Eyewitnesses in the area confirmed hearing a blast near the targeted compound. However, as is typical in such incidents, Taliban provincial authorities have refused to comment remaining silent amid growing evidence of armed resistance across several provinces. This assault comes just days after the Freedom Front vowed retaliation in response to a wave of arrests carried out by Taliban “virtue enforcers” in Kabul, where dozens of women and girls were detained under the pretext of “improper hijab.” The arrests triggered widespread condemnation from human rights organizations and sparked anger among ordinary citizens who view the Taliban’s morality campaigns as an extension of gender apartheid. The Freedom Front, one of the two most active anti-Taliban resistance groups currently operating in Afghanistan, has described the arrests of women in Kabul as “inhumane,” pledging to hold the perpetrators accountable through force if necessary. The group has steadily expanded its guerrilla operations in recent months, particularly targeting Taliban officials involved in repression and rights violations.
Since the Taliban’s return to power in 2021 (1400 Hijri), the Ministry for the Promotion of Virtue and Prevention of Vice an archaic institution revived by the regime has become one of the most feared organs of state enforcement. With sweeping authority to police dress codes, gender interactions, and public behavior, it has played a central role in dismantling personal freedoms and enforcing rigid ideological norms, particularly against women and girls. The same ministry, once a feared symbol of the Taliban’s first reign in the 1990s, has now reemerged as a tool for state terror dressed in religious language. Now, this very institution is becoming a target symbolically and tactically of the growing armed opposition. The attack on Mullah Ghafouri’s compound underscores an emerging pattern: resistance groups are no longer limiting their activities to remote ambushes but are increasingly striking at the heart of Taliban enforcement mechanisms.
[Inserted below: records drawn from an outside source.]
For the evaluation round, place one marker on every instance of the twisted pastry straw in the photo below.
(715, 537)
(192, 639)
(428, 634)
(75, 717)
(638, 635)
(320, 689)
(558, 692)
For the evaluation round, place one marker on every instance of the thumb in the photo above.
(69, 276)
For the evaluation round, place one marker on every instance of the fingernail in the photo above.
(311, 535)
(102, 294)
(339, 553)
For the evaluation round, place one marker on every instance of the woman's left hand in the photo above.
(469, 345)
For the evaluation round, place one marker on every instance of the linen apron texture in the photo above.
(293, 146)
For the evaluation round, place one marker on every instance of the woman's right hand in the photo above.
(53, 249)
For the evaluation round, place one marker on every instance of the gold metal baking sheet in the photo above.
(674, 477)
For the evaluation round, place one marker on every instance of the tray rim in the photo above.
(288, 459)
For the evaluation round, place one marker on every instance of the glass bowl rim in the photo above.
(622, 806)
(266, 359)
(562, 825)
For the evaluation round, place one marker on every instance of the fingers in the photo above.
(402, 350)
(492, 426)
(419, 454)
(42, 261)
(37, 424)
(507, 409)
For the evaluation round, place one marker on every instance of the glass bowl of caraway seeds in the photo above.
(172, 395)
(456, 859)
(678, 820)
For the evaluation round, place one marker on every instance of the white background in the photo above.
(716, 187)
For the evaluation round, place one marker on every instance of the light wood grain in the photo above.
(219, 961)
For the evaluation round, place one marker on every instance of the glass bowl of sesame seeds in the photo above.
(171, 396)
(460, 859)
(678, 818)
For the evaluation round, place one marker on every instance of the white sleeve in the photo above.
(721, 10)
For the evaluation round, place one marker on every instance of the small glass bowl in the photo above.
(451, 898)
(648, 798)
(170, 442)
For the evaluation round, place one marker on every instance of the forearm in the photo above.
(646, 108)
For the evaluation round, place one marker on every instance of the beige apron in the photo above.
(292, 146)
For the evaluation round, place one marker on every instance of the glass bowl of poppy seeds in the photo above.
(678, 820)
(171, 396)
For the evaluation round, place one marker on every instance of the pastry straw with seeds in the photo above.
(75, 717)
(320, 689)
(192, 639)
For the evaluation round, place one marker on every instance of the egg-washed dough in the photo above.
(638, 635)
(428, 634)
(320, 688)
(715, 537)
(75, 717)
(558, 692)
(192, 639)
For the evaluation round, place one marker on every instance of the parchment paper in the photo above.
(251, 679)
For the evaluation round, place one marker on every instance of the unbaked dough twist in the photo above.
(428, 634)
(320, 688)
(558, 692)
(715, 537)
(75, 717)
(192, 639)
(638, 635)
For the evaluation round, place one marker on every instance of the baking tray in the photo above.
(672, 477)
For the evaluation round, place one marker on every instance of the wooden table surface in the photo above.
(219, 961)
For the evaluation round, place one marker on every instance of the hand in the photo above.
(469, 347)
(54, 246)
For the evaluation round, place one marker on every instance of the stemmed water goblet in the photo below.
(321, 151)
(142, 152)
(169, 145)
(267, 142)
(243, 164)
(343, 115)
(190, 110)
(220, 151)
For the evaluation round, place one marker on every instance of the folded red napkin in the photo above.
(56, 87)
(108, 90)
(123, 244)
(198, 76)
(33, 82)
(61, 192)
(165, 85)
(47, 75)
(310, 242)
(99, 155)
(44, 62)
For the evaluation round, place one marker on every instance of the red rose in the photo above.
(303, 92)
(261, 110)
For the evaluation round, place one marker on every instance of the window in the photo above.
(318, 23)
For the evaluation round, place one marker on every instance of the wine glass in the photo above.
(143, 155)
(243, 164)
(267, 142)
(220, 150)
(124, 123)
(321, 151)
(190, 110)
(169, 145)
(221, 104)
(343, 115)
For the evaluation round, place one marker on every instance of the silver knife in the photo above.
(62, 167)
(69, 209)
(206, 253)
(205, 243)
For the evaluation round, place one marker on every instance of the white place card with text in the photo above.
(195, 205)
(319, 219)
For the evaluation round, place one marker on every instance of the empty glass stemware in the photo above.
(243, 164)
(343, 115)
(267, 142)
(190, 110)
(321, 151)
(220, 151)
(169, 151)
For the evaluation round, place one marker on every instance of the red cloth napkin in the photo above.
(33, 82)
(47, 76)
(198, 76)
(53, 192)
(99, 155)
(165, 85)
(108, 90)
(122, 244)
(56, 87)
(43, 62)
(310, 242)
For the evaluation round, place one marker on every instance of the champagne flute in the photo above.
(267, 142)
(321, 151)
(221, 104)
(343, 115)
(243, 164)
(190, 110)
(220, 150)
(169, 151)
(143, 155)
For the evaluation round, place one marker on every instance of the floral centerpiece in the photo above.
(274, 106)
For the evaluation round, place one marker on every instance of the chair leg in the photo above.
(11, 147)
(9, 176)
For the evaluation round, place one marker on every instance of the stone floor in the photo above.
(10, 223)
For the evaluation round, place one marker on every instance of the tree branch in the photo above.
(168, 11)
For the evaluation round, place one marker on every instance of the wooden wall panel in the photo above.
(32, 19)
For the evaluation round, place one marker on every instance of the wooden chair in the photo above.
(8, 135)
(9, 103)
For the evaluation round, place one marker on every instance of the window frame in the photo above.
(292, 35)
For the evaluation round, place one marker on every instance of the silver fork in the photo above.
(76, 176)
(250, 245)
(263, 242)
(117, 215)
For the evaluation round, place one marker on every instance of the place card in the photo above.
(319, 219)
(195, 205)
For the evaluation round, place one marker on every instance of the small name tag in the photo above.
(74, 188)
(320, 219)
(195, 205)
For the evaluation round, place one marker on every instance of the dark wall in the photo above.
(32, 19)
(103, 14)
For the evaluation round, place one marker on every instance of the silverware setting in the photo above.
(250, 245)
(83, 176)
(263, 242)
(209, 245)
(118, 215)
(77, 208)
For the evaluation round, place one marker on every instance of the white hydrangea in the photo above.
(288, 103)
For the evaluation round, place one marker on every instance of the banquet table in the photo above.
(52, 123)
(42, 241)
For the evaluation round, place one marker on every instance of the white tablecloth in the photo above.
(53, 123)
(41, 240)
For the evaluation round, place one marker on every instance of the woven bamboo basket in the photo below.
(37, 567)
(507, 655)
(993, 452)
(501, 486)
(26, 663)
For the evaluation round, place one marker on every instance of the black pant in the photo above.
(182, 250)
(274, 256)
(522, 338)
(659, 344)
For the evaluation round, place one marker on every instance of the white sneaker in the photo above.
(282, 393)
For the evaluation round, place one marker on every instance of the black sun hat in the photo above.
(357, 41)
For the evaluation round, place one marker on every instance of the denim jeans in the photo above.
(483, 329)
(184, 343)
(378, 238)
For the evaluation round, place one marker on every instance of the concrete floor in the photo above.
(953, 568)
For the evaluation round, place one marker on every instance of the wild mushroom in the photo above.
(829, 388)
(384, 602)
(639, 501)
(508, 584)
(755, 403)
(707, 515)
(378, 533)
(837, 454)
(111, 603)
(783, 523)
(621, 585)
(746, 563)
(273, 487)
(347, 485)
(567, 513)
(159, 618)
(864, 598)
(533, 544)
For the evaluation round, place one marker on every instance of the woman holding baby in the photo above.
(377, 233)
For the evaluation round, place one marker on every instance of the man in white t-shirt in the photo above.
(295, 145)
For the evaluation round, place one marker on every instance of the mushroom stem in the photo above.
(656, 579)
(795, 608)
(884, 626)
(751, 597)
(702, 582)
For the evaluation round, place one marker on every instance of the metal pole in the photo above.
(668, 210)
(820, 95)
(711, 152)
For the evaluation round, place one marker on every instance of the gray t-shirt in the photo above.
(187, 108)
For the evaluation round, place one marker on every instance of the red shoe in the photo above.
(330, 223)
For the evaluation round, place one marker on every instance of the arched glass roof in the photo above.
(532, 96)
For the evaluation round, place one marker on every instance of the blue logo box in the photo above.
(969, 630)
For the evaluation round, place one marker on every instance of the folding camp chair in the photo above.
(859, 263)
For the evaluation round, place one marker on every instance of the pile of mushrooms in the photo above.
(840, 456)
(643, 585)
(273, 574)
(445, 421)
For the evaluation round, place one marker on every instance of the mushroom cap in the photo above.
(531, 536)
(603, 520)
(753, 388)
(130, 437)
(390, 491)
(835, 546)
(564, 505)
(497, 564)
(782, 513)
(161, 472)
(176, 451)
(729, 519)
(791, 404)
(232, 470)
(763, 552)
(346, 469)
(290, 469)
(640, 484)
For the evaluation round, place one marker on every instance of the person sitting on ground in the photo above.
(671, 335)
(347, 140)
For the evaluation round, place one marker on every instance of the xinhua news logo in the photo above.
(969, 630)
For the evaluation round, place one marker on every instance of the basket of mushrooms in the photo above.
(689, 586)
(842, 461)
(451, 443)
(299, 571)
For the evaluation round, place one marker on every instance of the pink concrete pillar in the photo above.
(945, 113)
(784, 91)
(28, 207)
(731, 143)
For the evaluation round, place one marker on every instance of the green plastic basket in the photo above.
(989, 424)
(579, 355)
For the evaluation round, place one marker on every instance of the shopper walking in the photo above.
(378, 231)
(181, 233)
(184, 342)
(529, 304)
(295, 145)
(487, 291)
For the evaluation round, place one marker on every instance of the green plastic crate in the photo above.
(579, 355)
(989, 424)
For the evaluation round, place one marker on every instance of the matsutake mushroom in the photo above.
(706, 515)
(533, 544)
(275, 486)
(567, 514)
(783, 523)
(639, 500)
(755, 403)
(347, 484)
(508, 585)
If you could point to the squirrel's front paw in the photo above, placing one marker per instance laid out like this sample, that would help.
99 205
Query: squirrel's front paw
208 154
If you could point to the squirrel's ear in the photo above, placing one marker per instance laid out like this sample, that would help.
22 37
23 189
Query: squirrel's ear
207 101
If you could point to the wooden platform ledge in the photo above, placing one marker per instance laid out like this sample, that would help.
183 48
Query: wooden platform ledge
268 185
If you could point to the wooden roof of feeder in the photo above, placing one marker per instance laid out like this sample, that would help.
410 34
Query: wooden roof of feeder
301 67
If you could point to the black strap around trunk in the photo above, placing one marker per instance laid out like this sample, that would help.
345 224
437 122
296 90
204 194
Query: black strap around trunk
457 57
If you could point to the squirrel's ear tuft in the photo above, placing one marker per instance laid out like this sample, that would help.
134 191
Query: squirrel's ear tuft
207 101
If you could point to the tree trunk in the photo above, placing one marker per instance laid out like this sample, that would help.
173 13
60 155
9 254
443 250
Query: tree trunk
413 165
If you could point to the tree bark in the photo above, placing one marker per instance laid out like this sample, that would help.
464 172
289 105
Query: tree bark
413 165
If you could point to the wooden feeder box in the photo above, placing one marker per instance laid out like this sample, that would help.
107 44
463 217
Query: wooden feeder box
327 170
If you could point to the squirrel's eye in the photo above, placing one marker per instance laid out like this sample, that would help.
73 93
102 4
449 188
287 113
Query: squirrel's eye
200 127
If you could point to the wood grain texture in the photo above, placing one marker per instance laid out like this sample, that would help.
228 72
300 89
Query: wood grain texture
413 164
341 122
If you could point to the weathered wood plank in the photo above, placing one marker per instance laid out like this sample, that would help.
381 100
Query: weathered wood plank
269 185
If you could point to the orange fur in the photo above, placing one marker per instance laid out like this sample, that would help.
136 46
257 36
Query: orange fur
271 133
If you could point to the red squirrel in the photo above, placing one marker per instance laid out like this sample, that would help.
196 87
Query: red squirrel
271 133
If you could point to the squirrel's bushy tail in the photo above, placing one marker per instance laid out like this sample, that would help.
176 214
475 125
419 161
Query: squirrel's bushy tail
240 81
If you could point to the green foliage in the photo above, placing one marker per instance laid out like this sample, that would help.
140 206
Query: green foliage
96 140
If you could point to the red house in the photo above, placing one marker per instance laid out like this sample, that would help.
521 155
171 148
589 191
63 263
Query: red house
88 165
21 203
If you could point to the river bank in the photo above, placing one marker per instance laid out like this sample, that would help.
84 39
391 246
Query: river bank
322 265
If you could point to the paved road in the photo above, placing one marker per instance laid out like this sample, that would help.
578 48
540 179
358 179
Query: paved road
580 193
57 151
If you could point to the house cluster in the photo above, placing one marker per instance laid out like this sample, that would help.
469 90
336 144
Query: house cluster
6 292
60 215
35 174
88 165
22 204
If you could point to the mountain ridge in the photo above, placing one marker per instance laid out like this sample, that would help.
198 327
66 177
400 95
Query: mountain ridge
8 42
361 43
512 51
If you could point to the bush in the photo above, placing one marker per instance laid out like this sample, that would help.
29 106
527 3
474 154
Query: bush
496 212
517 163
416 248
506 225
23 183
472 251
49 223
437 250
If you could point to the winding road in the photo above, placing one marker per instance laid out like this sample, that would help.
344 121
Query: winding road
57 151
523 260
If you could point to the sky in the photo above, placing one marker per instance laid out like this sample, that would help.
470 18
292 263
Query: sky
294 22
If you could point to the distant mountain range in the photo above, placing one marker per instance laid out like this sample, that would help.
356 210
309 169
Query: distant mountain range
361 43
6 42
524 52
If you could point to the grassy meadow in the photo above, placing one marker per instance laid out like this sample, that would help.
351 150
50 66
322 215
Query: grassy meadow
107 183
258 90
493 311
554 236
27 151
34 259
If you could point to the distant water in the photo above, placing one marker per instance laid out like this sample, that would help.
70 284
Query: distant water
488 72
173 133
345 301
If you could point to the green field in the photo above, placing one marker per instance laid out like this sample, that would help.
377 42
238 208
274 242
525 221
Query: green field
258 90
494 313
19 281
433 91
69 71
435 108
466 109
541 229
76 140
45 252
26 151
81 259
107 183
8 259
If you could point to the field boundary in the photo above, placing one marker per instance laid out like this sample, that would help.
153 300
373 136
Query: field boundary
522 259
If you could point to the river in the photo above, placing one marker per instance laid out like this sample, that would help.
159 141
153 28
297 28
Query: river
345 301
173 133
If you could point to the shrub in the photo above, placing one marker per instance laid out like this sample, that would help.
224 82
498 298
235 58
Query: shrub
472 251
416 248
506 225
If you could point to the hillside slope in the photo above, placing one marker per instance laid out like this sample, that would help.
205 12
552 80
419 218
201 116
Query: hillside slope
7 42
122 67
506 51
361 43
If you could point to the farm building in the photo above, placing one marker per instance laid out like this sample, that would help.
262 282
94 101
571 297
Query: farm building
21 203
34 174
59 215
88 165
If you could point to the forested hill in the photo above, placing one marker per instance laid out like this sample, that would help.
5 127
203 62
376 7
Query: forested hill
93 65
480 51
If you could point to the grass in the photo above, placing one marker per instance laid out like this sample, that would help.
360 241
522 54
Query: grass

In the shadow of mounting social repression and a collapsing economy, Afghanistan is once again entering a dangerous cycle of violence. But this time, resistance is being driven not just by ideology, but by the desperation of a nation suffocating under religious authoritarianism. As the Taliban continues its campaign of intimidation and gender persecution, the blowback may not come only from press conferences abroad but from explosive acts of defiance on their doorstep.